Виктор Топоров: «Я понял, что наша перестройка пошла куда-то не туда во многом потому, что из ресторанов исчезли офицеры. Раньше, когда ты приходил в ресторан, он пестрел лейтенантами, капитанами, майорами, а если появлялся полковник, ему уже накрывали отдельный столик без очереди и всякое такое. А вот когда этого не стало, когда выяснилось, что на полковничье жалованье можно пообедать один раз в месяц, а потом весь месяц голодать, стало понятно, что эти полковники будут разворовывать армию, что они потом и сделали».

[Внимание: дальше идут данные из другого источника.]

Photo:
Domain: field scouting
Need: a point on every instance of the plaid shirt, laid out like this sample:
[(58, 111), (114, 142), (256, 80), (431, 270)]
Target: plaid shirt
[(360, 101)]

Александр Дементьев: «Страна так легко прекратила свое существование, потому что выгнила изнутри ото лжи, которая висела воздухе. А всё это просто тихо рассыпалось, как рассыпается труха, много не надо, вот неосторожное движение, и всё поползло, и всё осыпалось».

Нынешние рестораны уже не те. Туда приходят вкусно поесть и выпить, решить деловые вопросы. А за музыкой, танцами, амурами, адреналином ходят в другие места. Все, что осталось от советского ресторана, колыбели дикого российского капитализма – это музыка. Та, что чаще всего звучит теперь в маршрутных такси.

Часть II. Надлёдная жизнь

Обучение письму

В наши дни поэзия как будто перестала быть фактором общественной жизни, а вот в 1970-е стихи в общественной жизнь еще имели значение. «Пушкин! Тайную свободу / Пели мы во след тебе», – писал Блок на исходе жизни. Настоящая поэзия всегда оппозиционна. Первые союзы пишущей молодежи – литературные объединения, сокращенно ЛИТО, возникли в Ленинграде еще в революционные годы.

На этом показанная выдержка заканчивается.